I spent a stretch recently converting a piece of validated analysis into a proper mart table, with an AI coding assistant as a pair. It changed my view of where the real barriers are, what AI actually moves, and — importantly — what it doesn’t.

The technical barrier: a wall made of small cliffs

A working analytical query and a production asset are different kinds of object. Crossing between them means absorbing a stack of concerns that have nothing to do with the question you set out to answer:

One-shot becomes idempotent. A SELECT you run once becomes a write that must produce the same result every time it runs, overwrite cleanly on re-run, and target exactly one partition per run.
Implicit schema becomes an explicit contract. Column names, types, and order stop being incidental and become a contract that has to stay in sync across the SQL, a schema spec, and a DDL definition — with automated checks that fail the build if they drift.
“Run it now” becomes scheduling. You inherit rolling date macros, dev/prod parametrization, and a surprising number of ways to get the date arithmetic subtly wrong.
Standalone becomes dependent. The asset has upstreams, and the platform wants you to declare them — readiness signals, ordering, what waits on what.
“Trust me” becomes CI (Continuous Integration). Naming rules, schema-match checks, dependency checks, catalog generation — a gauntlet your change must pass before anyone will look at it.
One run becomes a backfill. Now you must reason about history: how far back, in what order, and whether re-running is safe.

None of these is hard in isolation. Each is a small cliff. Stacked together, they’re a wall — and every one is an opportunity to ship something subtly wrong.

The incentive barrier: the one nobody puts in the diagram

The technical barrier is the one people talk about. The incentive barrier is the one that actually keeps the asset from getting built.

Analysts are measured on answers and on speed, not on maintainable assets. Productionizing a query is slow, its payoff is deferred, and the credit largely accrues to whoever uses the asset later. The platform itself has a learning curve, and that cost is paid by the individual for a benefit that is mostly collective. The “correct” alternative — hand it to a data engineering team — has its own friction: a queue, a spec, a handoff in which the very business context that made the analysis correct gets lossy, and the analyst demoted to a ticket-filer chasing their own request.

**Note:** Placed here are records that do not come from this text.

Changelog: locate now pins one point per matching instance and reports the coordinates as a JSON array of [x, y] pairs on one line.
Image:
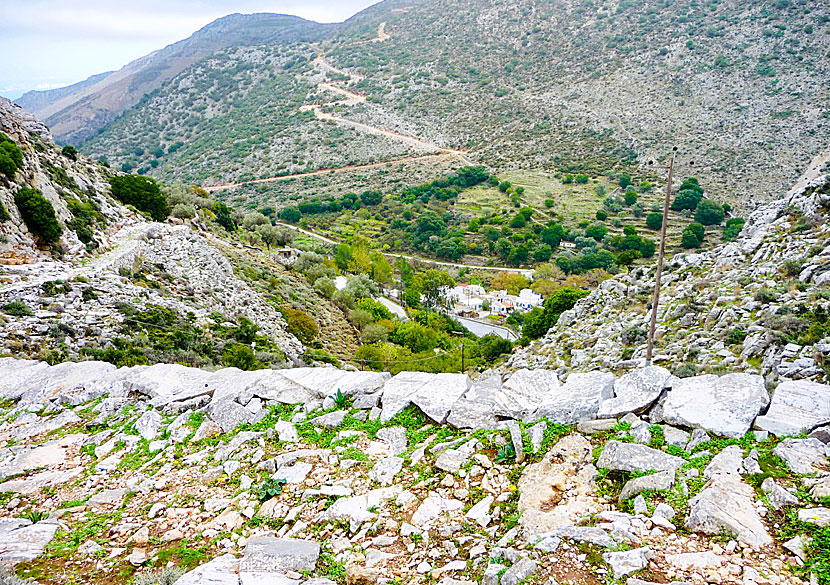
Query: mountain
[[76, 112], [740, 86]]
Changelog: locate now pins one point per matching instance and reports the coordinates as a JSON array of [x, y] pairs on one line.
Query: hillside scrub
[[38, 214], [143, 193]]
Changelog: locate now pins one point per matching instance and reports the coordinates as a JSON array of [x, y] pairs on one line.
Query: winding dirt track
[[350, 98]]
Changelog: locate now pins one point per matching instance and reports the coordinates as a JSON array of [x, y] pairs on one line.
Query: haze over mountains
[[739, 85]]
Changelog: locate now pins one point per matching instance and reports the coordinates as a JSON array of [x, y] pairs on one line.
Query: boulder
[[399, 391], [524, 391], [632, 457], [22, 541], [726, 502], [578, 399], [802, 456], [560, 490], [148, 424], [436, 398], [726, 405], [635, 391], [797, 407], [265, 554], [475, 410]]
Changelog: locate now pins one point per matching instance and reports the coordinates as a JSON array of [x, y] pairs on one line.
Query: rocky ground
[[748, 306], [283, 476]]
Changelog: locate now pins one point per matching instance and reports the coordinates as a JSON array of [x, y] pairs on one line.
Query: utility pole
[[660, 259]]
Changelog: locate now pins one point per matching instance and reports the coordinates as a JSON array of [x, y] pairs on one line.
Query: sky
[[53, 43]]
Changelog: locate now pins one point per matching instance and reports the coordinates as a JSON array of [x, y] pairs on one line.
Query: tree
[[371, 197], [343, 256], [143, 193], [512, 282], [689, 239], [596, 231], [709, 213], [430, 285], [224, 216], [733, 227], [38, 214], [654, 221], [518, 222], [290, 214], [539, 322], [11, 157]]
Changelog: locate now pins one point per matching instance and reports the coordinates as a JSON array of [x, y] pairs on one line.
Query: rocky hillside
[[740, 86], [323, 476], [756, 305], [133, 290], [77, 112]]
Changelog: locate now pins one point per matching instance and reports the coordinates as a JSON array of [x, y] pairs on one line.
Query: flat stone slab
[[525, 390], [726, 405], [22, 541], [578, 399], [278, 555], [797, 407], [633, 457], [399, 391], [817, 516], [635, 391], [802, 456], [220, 571], [435, 398]]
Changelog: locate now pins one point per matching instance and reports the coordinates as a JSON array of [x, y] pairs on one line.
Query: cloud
[[65, 43]]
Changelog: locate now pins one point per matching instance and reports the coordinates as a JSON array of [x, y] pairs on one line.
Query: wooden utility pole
[[660, 261]]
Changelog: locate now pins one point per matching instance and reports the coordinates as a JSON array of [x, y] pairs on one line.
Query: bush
[[17, 309], [143, 193], [709, 213], [654, 221], [690, 239], [183, 211], [300, 325], [38, 214], [686, 199], [11, 157], [240, 356]]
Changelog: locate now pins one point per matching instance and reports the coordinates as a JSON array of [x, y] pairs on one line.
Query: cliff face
[[76, 292]]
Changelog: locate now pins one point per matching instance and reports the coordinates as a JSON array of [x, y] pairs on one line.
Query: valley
[[370, 302]]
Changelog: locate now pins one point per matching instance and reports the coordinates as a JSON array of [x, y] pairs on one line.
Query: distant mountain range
[[741, 86], [76, 112]]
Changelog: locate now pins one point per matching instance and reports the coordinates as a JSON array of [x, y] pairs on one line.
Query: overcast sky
[[52, 43]]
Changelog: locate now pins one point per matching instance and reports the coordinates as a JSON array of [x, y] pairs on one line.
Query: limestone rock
[[635, 391], [269, 554], [578, 399], [560, 490], [797, 406]]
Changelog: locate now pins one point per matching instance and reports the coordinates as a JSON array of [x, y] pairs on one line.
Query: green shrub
[[240, 356], [143, 193], [11, 157], [709, 213], [38, 214], [300, 325], [17, 309], [733, 227]]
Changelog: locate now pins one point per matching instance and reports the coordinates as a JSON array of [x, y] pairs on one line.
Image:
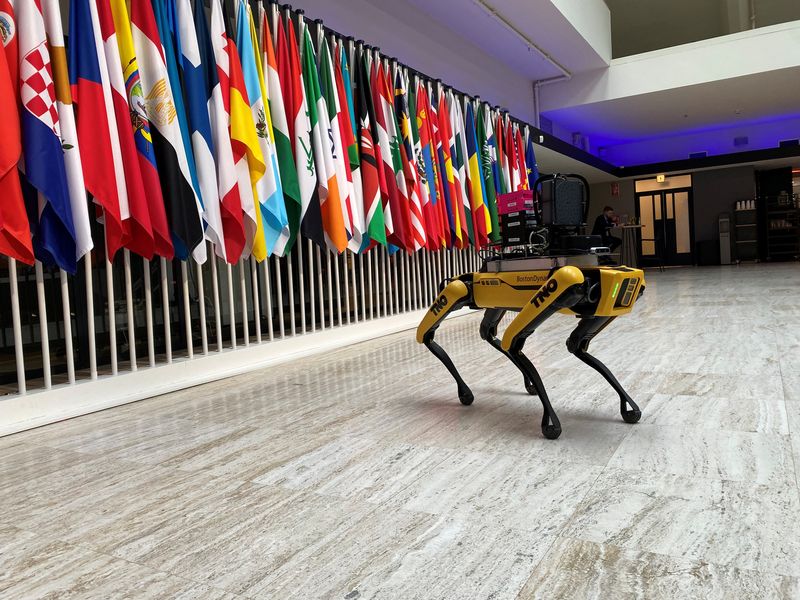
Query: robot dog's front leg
[[491, 319], [455, 295], [578, 343], [565, 288]]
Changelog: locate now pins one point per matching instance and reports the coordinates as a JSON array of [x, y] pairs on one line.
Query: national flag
[[502, 159], [480, 212], [171, 153], [43, 159], [460, 200], [459, 156], [446, 215], [511, 157], [419, 165], [247, 155], [214, 59], [15, 234], [401, 212], [409, 161], [530, 161], [520, 149], [194, 76], [491, 140], [281, 137], [375, 232], [487, 171], [395, 234], [269, 190], [148, 229], [321, 134], [138, 227], [167, 27], [69, 135], [101, 155], [431, 210], [297, 114], [341, 160], [347, 127]]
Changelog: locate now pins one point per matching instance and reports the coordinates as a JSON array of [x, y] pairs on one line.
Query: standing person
[[602, 227]]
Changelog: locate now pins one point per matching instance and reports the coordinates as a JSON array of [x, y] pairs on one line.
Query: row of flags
[[237, 125]]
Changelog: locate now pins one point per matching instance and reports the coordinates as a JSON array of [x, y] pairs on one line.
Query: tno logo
[[544, 292], [439, 305]]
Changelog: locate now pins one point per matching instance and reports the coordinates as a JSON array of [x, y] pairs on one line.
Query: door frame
[[654, 261]]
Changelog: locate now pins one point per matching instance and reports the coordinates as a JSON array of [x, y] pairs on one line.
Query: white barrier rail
[[61, 331]]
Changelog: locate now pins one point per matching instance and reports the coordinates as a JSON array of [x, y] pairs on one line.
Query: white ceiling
[[722, 103], [538, 20], [550, 161]]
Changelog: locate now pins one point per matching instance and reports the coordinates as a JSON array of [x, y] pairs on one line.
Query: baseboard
[[65, 402]]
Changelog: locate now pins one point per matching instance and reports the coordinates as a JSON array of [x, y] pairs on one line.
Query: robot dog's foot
[[551, 428], [465, 395], [629, 415]]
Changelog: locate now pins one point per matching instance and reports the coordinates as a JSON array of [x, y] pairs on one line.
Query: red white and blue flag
[[138, 229], [51, 217], [97, 128], [15, 235]]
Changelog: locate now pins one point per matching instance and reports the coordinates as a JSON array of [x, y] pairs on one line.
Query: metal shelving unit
[[745, 234], [783, 228]]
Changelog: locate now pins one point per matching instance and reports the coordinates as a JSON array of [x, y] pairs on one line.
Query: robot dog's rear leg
[[491, 319], [453, 295], [465, 394], [578, 343]]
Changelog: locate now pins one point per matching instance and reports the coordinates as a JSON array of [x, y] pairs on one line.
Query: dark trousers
[[612, 242]]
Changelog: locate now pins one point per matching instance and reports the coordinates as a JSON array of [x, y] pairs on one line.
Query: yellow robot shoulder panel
[[453, 292], [562, 280], [510, 290], [619, 289]]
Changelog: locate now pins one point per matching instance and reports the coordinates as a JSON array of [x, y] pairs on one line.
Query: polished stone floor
[[357, 474]]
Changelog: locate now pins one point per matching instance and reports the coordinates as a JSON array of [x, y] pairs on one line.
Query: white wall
[[737, 55], [760, 136], [403, 31], [592, 20]]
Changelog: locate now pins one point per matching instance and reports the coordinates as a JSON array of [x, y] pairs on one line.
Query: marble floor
[[357, 474]]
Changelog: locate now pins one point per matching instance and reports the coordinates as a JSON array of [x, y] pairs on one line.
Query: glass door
[[666, 234]]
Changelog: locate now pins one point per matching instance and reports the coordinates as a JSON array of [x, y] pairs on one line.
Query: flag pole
[[112, 318], [215, 293], [43, 333], [165, 310], [126, 254], [15, 319], [201, 296], [65, 304]]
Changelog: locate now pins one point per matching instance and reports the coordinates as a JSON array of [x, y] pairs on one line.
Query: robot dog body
[[537, 288]]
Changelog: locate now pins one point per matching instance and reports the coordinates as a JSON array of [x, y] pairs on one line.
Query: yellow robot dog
[[536, 288]]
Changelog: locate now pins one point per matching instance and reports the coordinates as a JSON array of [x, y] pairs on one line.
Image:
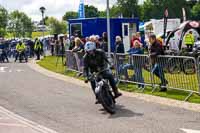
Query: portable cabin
[[123, 27]]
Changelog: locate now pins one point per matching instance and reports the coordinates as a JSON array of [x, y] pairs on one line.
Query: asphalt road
[[68, 108]]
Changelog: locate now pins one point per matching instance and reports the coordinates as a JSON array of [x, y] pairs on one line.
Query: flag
[[184, 14], [81, 10], [166, 14]]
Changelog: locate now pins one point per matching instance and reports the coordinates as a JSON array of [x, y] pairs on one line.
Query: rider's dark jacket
[[96, 62]]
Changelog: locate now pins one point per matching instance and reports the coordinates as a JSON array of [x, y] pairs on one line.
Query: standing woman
[[37, 48], [119, 46]]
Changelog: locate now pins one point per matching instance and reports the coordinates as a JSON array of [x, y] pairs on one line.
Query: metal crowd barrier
[[173, 72]]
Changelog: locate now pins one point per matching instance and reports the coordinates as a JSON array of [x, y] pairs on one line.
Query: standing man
[[155, 50], [37, 48], [21, 49], [189, 41]]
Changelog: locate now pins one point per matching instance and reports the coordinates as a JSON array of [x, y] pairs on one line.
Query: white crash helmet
[[90, 46]]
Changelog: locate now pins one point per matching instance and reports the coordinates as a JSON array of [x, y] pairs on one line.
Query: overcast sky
[[55, 8]]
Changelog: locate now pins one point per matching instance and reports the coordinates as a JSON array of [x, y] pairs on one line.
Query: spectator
[[79, 45], [62, 45], [105, 42], [57, 47], [155, 50], [119, 46], [87, 39], [189, 41], [134, 38], [197, 43], [136, 65], [52, 43], [98, 44], [173, 45], [93, 38], [138, 35], [72, 43], [67, 42], [45, 46]]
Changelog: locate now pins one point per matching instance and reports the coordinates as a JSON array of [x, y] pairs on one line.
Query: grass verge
[[50, 64]]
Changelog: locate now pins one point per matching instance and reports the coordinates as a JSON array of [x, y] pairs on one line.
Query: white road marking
[[19, 70], [190, 130], [26, 122], [12, 125], [2, 69]]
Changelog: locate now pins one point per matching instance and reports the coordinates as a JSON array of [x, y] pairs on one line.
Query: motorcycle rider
[[21, 48], [95, 60]]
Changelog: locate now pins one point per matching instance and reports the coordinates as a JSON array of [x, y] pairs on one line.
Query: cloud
[[56, 8]]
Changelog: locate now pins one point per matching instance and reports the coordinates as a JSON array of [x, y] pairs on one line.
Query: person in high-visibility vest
[[37, 48], [21, 49], [189, 41]]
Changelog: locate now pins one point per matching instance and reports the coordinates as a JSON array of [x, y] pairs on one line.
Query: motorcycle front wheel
[[107, 100]]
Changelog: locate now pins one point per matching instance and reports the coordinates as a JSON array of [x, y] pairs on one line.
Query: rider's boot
[[117, 93]]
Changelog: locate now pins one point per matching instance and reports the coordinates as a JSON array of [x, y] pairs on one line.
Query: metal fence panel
[[174, 72]]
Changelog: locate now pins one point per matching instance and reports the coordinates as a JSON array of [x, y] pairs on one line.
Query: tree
[[102, 14], [91, 11], [70, 15], [3, 20], [20, 24], [196, 11], [56, 27], [155, 8]]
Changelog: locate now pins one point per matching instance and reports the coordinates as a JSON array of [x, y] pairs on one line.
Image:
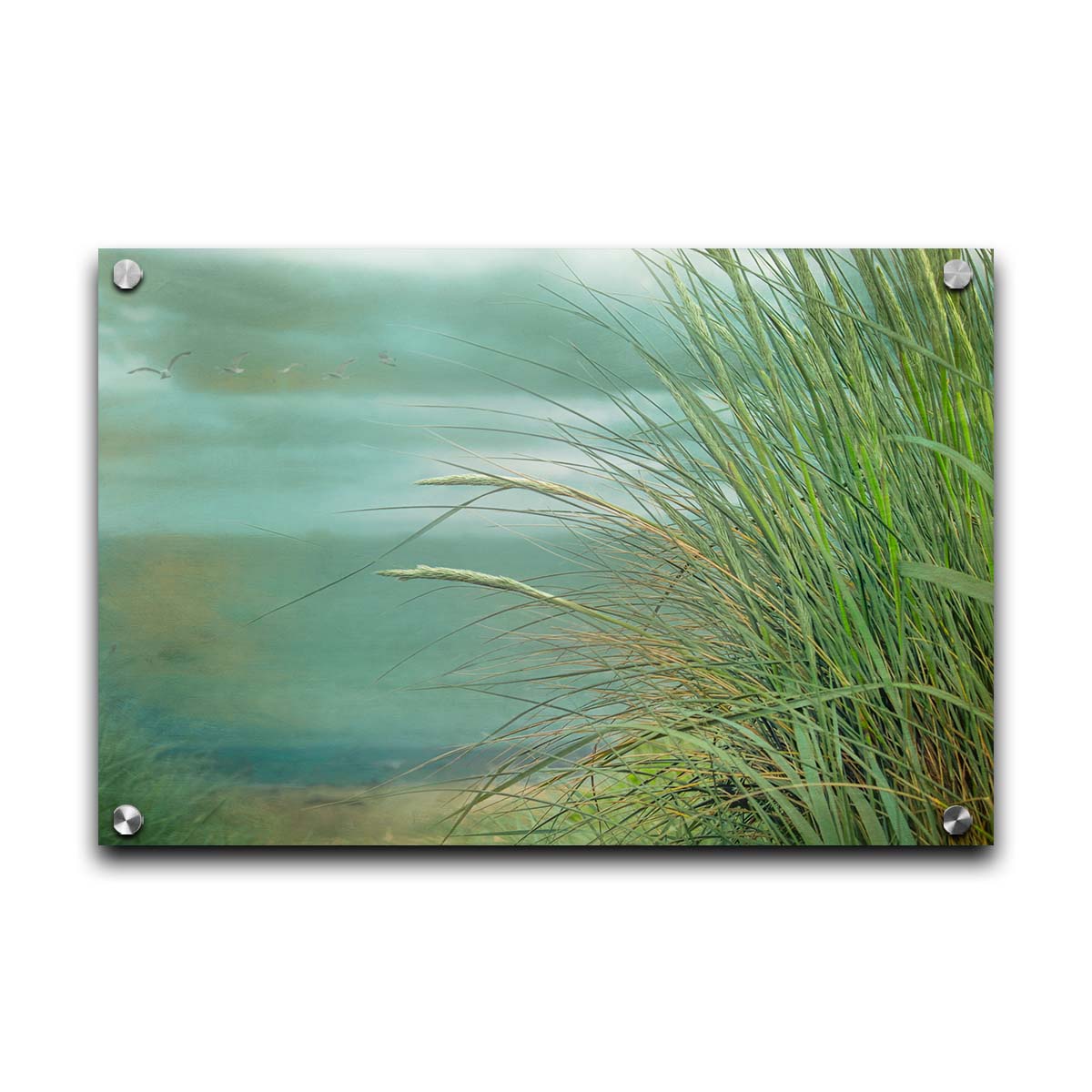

So the rational analyst, most of the time, just keeps the query in the notebook. The asset never gets built. The knowledge stays ephemeral. This is not a failure of diligence; it’s a predictable response to the incentives. The barrier was never only “can they?” — it’s also “is it worth it to them?” And often, honestly, it isn’t.

Where AI moves the line

This is the part that surprised me. The assistant was most valuable not as a code generator but as a translator and navigator — it collapsed the part of the wall that is pure tax.

Boilerplate and compliance. Scaffolding the asset to the repo’s conventions, keeping the schema/DDL/spec in lockstep, generating the dependency wiring, and grinding the change through the CI gates until they were green. The “translation tax” from analysis idiom to engineering idiom dropped sharply.
Platform navigation. The tribal knowledge — how deploys work, which date-macro forms silently misbehave, what a readiness marker actually does — is normally extracted from an engineer’s calendar. Here it was a conversation.
Tight validation loops. Replicate the trusted number, diff, hypothesize the cause of a mismatch, fix, re-run. Fast.
Operational scaffolding. When a backfill ran, the assistant watched the outputs land and flagged — quickly — that something was off.

The effect on the incentive math is the real story. When the fixed cost of productionizing drops, more analyses clear the bar where benefit exceeds cost. Work that wasn’t worth a handoff becomes worth doing yourself. The analyst can own more of the last mile — for localized, individual or small-team needs — without a full throw-over-the-wall.

Where AI did not — and could not — carry the weight

Here’s the part I want to be honest about, because the temptation is to stop at the previous section.

Every consequential moment in the project was a matter of judgment and skepticism, not typing — and those were mine to supply.

A backfill “succeeded” and wrote a tidy set of partitions. They were all empty. Understanding why required knowing that the table was anchored on a single point in a synchronized billing cycle, so most calendar dates legitimately have no rows — the empties were correct, not a bug. The assistant helped me run that down quickly, but only after I distrusted a green checkmark and asked the question.

Two tables looked joinable on their partition date. They aren’t — the same entity is anchored on different events in each, so the only correct join key is the entity id, and joining on the date would have silently produced almost nothing. That’s a contract-level fact about the data model, not something to infer from syntax.

An upstream turned out to be a view with no completion signal, which meant the “obvious” way to wire a dependency would have made the job wait forever — and the right response depended on understanding the difference between scheduled runs and backfills. And when I floated a redesign that would have made backfilling trivially easy, the right call was to not do it, because it would have traded away a clean one-row-per-entity contract and invited double-counting. That’s an architectural value judgment.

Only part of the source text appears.